Gray Malin + Stella, his beloved rescue dog.

Gray Malin + Stella, his beloved rescue dog.

You and your husband have a dog (of course). Can you tell us a bit about how she came to you - how old, name, et cetera? Is she a fabulous model for your photos?

We adopted Stella about 5 years ago, and she has been brought nothing but happiness to our home. And, yes! She’s a great little model. We’ve worked together a few times..haha!

Central Park Lawn. 

Central Park Lawn. 

Maroubra Bay Swimmers.

Maroubra Bay Swimmers.

Who are your three favorite photographers and could you describe each of their bodies of work using two adjectives for each?

1) Slim Aarons - Classic & Luxury

2) Cristo and Jeanne-Claude - Forward thinking and structural

3) David LaChapelle - Editorial Fine Art

If you could have breakfast with one famous person, living or dead, who would it be?
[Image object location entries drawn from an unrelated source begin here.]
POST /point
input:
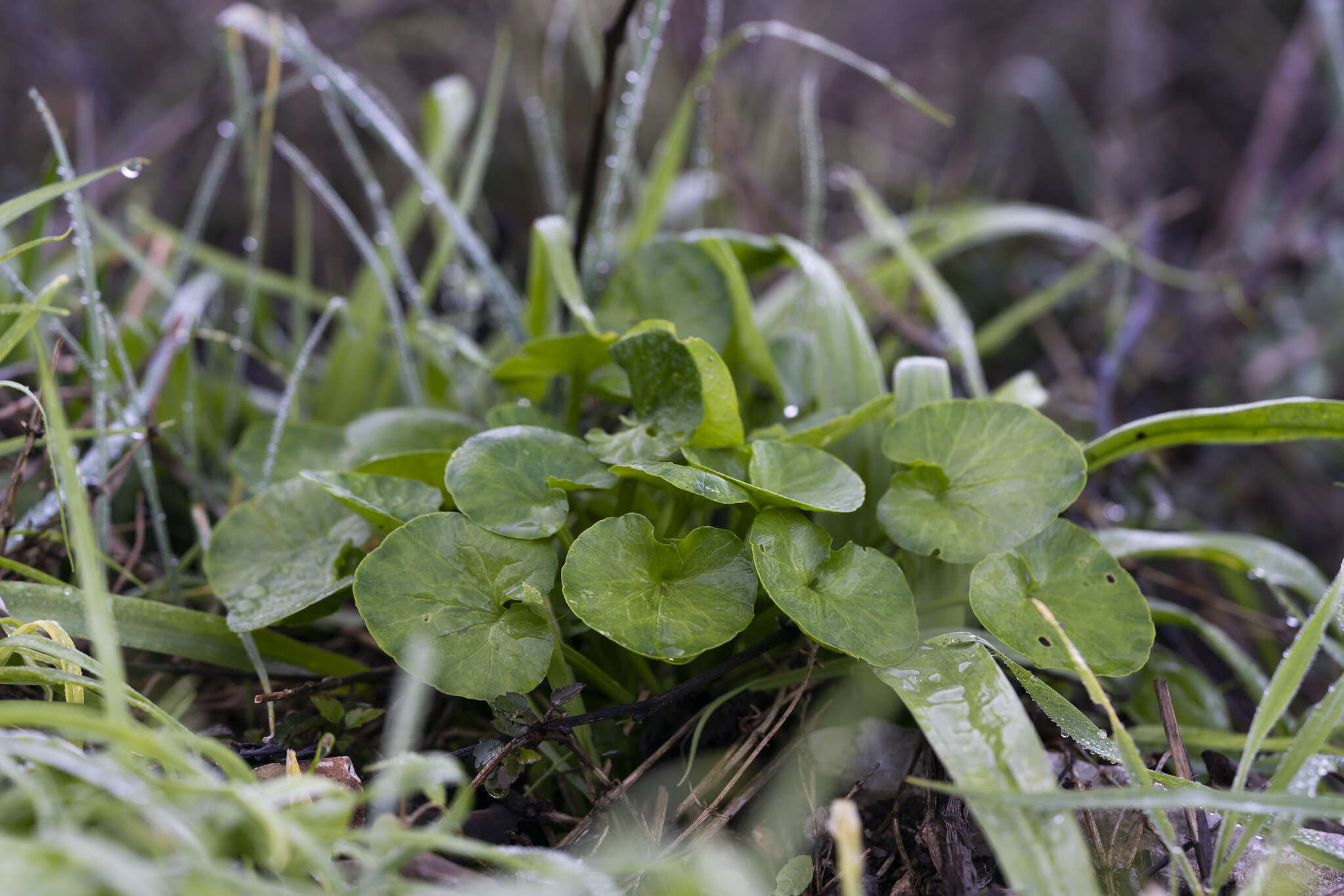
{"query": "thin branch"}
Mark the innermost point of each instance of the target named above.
(612, 38)
(329, 683)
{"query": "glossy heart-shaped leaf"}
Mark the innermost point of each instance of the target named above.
(408, 429)
(976, 478)
(710, 487)
(664, 600)
(682, 394)
(387, 501)
(786, 474)
(459, 606)
(854, 600)
(303, 446)
(1092, 596)
(515, 480)
(274, 555)
(671, 281)
(537, 361)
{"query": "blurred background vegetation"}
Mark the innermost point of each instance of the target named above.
(1210, 133)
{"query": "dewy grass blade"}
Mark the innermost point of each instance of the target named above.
(146, 468)
(259, 206)
(980, 731)
(252, 20)
(97, 606)
(12, 210)
(178, 324)
(1282, 687)
(397, 321)
(1285, 419)
(386, 230)
(92, 300)
(1251, 554)
(942, 302)
(1140, 777)
(625, 125)
(677, 136)
(287, 399)
(814, 157)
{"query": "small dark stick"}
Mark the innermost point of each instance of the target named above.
(1196, 823)
(612, 39)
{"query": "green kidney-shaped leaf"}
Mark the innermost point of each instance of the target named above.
(710, 487)
(274, 555)
(682, 393)
(537, 361)
(671, 281)
(303, 446)
(976, 478)
(515, 480)
(854, 600)
(387, 501)
(786, 474)
(664, 600)
(1090, 594)
(424, 466)
(457, 605)
(408, 429)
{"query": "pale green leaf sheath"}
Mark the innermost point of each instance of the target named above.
(472, 596)
(276, 554)
(854, 600)
(664, 600)
(1090, 594)
(515, 480)
(975, 478)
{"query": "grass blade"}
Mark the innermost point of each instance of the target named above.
(1263, 558)
(148, 625)
(1285, 419)
(1282, 687)
(980, 731)
(942, 302)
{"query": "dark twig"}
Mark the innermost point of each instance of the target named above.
(329, 683)
(1195, 821)
(612, 38)
(562, 729)
(641, 710)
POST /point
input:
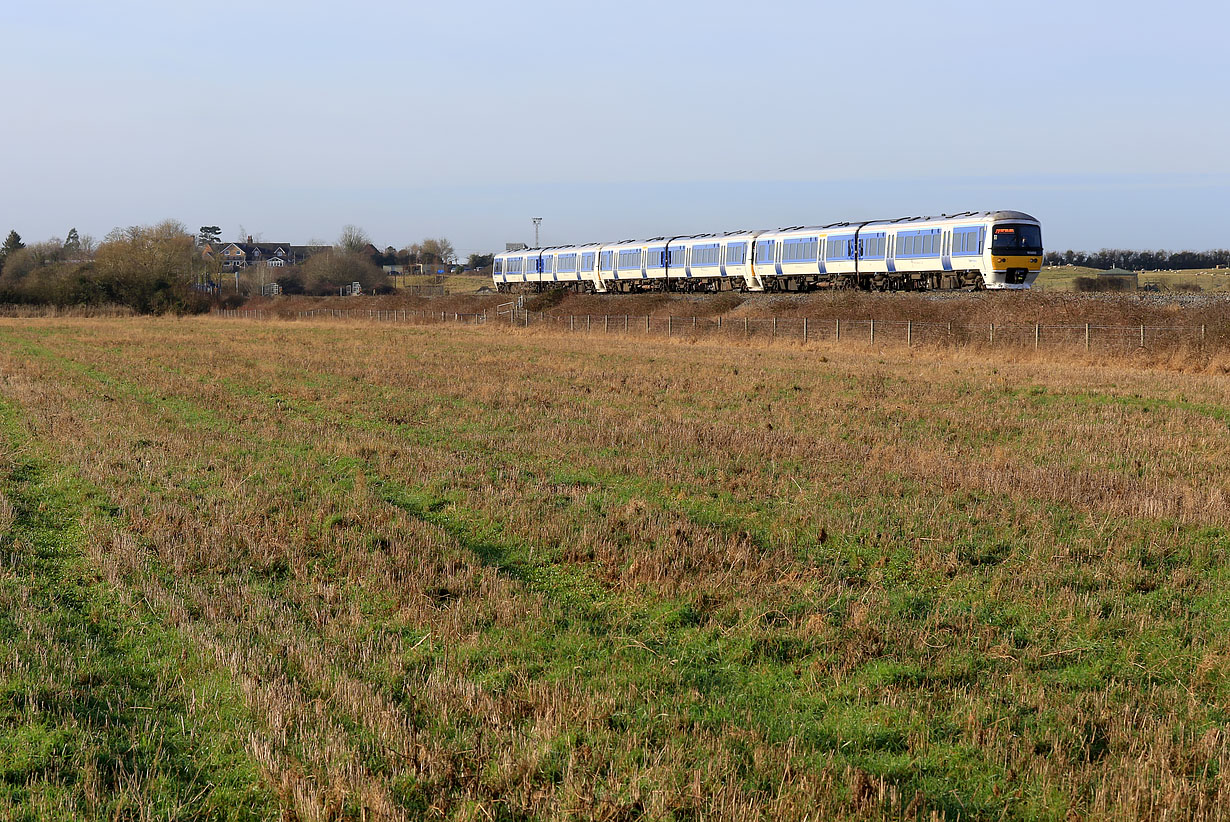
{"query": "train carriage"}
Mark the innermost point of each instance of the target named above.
(972, 250)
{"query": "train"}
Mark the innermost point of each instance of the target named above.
(971, 250)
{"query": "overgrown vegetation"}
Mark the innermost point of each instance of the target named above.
(146, 268)
(471, 574)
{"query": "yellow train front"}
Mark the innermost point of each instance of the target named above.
(1015, 255)
(971, 250)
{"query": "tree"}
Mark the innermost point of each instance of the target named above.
(12, 244)
(437, 250)
(325, 272)
(148, 267)
(353, 239)
(477, 261)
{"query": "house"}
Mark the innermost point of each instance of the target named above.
(274, 255)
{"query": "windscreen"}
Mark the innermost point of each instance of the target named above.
(1019, 238)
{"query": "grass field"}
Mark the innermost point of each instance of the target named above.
(351, 571)
(1063, 278)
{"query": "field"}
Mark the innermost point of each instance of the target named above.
(320, 571)
(1063, 278)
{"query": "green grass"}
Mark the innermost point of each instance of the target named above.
(105, 713)
(438, 604)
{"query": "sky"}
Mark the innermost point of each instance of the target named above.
(613, 119)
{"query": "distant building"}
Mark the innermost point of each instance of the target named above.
(234, 256)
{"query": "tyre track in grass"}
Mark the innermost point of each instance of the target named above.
(415, 506)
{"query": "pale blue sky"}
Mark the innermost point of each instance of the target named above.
(1110, 122)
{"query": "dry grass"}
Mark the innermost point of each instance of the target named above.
(469, 574)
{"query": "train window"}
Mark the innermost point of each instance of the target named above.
(706, 255)
(1017, 238)
(629, 259)
(801, 250)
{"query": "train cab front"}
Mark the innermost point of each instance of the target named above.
(1015, 255)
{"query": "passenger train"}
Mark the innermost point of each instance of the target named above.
(972, 250)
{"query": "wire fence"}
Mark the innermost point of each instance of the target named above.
(904, 332)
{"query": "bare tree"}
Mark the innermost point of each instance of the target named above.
(353, 239)
(437, 250)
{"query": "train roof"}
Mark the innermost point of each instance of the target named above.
(829, 227)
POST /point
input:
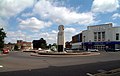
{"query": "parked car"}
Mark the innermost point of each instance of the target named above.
(113, 50)
(5, 51)
(93, 50)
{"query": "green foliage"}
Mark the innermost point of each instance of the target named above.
(43, 45)
(2, 36)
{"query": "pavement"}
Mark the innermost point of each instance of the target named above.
(114, 72)
(22, 64)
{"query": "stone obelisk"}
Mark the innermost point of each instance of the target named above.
(60, 39)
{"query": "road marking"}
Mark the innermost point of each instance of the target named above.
(101, 70)
(1, 66)
(88, 74)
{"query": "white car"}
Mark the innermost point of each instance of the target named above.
(93, 50)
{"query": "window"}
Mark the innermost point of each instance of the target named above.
(117, 36)
(103, 36)
(95, 36)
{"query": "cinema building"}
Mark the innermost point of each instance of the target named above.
(100, 37)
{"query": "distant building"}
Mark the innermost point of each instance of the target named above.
(39, 44)
(68, 45)
(100, 37)
(23, 45)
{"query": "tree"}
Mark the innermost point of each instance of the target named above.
(16, 47)
(41, 43)
(2, 36)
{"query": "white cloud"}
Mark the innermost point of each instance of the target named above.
(115, 16)
(12, 7)
(70, 30)
(27, 14)
(55, 32)
(62, 15)
(14, 36)
(34, 24)
(105, 5)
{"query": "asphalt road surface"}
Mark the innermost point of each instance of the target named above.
(22, 64)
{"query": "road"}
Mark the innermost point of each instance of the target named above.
(21, 64)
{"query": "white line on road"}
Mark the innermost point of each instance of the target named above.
(1, 66)
(88, 74)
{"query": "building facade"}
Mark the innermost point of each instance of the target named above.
(100, 37)
(24, 46)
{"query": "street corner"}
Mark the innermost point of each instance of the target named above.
(65, 54)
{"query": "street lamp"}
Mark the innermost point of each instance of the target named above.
(83, 42)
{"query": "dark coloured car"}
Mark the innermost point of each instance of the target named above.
(112, 50)
(5, 51)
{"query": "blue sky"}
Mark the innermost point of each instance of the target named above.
(35, 19)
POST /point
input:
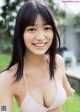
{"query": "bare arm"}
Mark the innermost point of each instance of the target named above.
(69, 90)
(5, 94)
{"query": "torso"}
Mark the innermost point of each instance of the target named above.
(39, 84)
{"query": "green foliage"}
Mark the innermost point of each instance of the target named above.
(77, 21)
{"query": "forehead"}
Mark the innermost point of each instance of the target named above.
(39, 20)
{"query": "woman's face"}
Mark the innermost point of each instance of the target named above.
(38, 38)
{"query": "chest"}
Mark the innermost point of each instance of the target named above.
(41, 89)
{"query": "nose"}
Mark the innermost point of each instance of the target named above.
(40, 36)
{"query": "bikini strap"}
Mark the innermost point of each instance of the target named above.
(25, 81)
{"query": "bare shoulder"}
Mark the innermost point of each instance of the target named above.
(59, 60)
(6, 81)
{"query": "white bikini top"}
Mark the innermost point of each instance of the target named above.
(29, 104)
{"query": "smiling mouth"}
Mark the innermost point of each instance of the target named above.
(39, 44)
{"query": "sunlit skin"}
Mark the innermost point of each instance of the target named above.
(38, 37)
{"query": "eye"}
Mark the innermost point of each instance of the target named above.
(32, 29)
(48, 28)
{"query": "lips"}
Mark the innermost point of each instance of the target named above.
(39, 44)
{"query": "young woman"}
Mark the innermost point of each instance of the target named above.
(36, 75)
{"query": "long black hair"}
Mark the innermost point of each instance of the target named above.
(27, 16)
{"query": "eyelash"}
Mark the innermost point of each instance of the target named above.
(48, 28)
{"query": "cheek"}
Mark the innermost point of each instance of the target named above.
(26, 37)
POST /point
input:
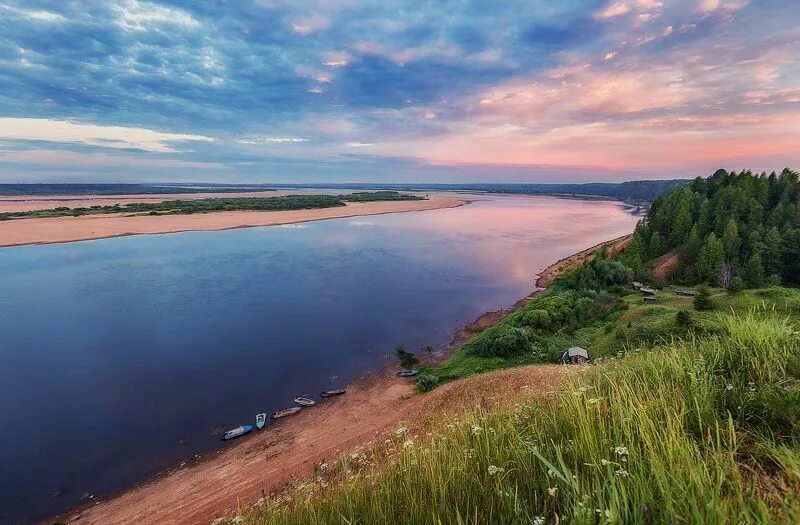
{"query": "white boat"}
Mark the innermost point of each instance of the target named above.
(285, 412)
(236, 432)
(304, 401)
(331, 393)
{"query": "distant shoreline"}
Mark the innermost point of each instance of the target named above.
(90, 227)
(375, 403)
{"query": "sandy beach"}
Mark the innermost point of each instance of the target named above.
(68, 229)
(240, 474)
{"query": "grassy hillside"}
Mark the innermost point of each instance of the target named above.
(689, 413)
(698, 430)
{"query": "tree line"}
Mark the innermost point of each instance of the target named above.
(731, 229)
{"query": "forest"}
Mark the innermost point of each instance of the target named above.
(729, 230)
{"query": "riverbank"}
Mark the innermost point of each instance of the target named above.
(206, 487)
(71, 229)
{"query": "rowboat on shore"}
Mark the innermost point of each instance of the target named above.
(331, 393)
(285, 412)
(236, 432)
(304, 401)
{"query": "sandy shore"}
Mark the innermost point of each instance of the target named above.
(68, 229)
(201, 490)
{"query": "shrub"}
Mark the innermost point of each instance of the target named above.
(407, 359)
(538, 319)
(736, 286)
(505, 342)
(774, 280)
(702, 301)
(684, 319)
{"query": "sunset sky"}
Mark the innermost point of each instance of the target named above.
(438, 91)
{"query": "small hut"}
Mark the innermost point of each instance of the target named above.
(574, 356)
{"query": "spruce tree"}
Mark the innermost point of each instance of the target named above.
(754, 272)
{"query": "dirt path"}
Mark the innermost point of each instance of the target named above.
(375, 404)
(266, 461)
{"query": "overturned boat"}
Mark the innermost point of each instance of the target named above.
(236, 432)
(285, 412)
(304, 401)
(331, 393)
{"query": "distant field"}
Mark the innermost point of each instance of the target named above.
(184, 207)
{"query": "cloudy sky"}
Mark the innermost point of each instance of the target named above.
(389, 90)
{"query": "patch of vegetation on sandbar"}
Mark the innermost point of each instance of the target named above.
(190, 206)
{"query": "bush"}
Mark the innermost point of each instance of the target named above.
(407, 359)
(774, 280)
(538, 319)
(684, 319)
(702, 301)
(736, 286)
(505, 342)
(427, 382)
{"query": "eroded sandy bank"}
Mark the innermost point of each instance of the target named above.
(68, 229)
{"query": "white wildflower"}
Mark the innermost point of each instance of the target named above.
(494, 470)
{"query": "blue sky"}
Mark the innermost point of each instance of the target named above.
(317, 91)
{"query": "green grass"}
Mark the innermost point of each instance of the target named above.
(702, 430)
(633, 324)
(184, 207)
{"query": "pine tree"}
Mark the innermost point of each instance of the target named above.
(754, 272)
(731, 242)
(711, 256)
(656, 245)
(773, 252)
(702, 301)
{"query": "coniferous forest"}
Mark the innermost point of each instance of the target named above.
(731, 230)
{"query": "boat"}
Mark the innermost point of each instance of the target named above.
(304, 401)
(236, 432)
(285, 412)
(331, 393)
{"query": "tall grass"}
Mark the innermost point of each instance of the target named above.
(697, 431)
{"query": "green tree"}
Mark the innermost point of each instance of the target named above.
(656, 245)
(754, 272)
(712, 254)
(702, 301)
(736, 286)
(773, 252)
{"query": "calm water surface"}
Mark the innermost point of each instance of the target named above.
(113, 352)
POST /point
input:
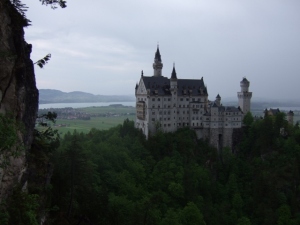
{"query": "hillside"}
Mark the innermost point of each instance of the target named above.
(56, 96)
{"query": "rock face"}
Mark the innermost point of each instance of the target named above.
(18, 92)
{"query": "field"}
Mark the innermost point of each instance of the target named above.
(111, 117)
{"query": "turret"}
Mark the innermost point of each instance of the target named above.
(173, 79)
(244, 85)
(218, 100)
(245, 96)
(290, 117)
(157, 65)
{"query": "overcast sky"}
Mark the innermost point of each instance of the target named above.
(101, 46)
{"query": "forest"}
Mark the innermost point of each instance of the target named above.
(118, 177)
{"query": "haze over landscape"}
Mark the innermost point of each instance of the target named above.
(102, 47)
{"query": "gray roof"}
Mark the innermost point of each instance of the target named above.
(157, 55)
(244, 80)
(160, 85)
(173, 75)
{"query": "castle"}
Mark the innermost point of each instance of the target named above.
(171, 103)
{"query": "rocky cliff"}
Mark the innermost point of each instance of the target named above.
(18, 92)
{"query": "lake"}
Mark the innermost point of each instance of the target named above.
(82, 105)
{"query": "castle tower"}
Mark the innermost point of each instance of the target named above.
(157, 65)
(173, 89)
(218, 100)
(245, 96)
(290, 117)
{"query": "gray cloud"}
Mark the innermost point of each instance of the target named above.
(101, 46)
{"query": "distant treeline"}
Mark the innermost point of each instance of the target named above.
(55, 96)
(118, 177)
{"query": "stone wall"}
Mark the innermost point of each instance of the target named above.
(18, 92)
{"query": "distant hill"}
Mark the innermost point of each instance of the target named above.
(56, 96)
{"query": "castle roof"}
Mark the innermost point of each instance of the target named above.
(160, 85)
(272, 112)
(157, 55)
(245, 80)
(173, 75)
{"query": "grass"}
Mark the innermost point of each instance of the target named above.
(101, 123)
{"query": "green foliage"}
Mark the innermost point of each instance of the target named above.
(10, 143)
(119, 177)
(42, 62)
(248, 119)
(21, 209)
(54, 3)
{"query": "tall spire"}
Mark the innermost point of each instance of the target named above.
(173, 75)
(157, 55)
(157, 65)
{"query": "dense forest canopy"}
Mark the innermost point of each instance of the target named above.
(119, 177)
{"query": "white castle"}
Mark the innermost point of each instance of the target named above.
(171, 103)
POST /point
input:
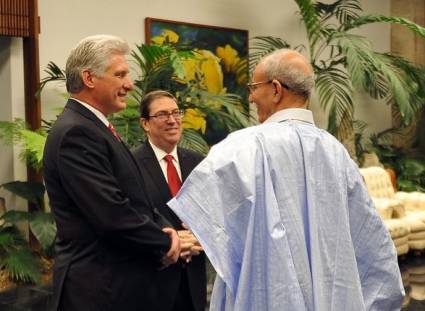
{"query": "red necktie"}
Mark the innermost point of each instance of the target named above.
(114, 132)
(174, 182)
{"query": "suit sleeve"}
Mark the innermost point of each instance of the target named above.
(86, 172)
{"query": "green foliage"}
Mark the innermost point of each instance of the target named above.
(32, 142)
(343, 62)
(408, 164)
(16, 257)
And what would you order?

I’d love to meet Martha Stewart.  We’d share something delicious inspired by one of her recipes, perhaps a quiche and talk decor and entrepreneurship.

Carry-on Cocktail Sprinkle Kit? Get one  here .

Carry-on Cocktail Sprinkle Kit? Get one here.

Velvet or Mohair? Stripes or Polka Dots?
Velvet. Stripes.

Are you a morning person or a night owl?

Is there such a thing as a late morning person? I’d have to say I’m a bit more of a morning person, as I love to get in exercise before hitting the ground running for the work day.

What's currently on your bedside table?

A yummy smelling candle I got from Collette in Paris, while I was there for an event last spring.

What would we be surprised to know about your design proclivities?

Not sure if it’s much of a surprise, but I love fresh flowers. Whenever possible, I like to incorporate into decorating as they just add that extra pop of color and softness to a room.

Hamptons Lone Swimmer.

Hamptons Lone Swimmer.

La Dolce Vita; Positano.

La Dolce Vita; Positano.

Lily Spindle’s SHAPERS profiles the people whom we consider to be remarkable movers and shakers, doers and dreamers, trailblazers and big thinkers, the people who are doing things a little bit differently and unconventionally, with immense heart, passion, and authenticity in what they do. Artists, designers, writers, philanthropists, iconoclasts, artisans, heroines, voyagers, and all kinds of extraordinary extraordinaires will be interviewed in our SHAPERS series. Enjoy!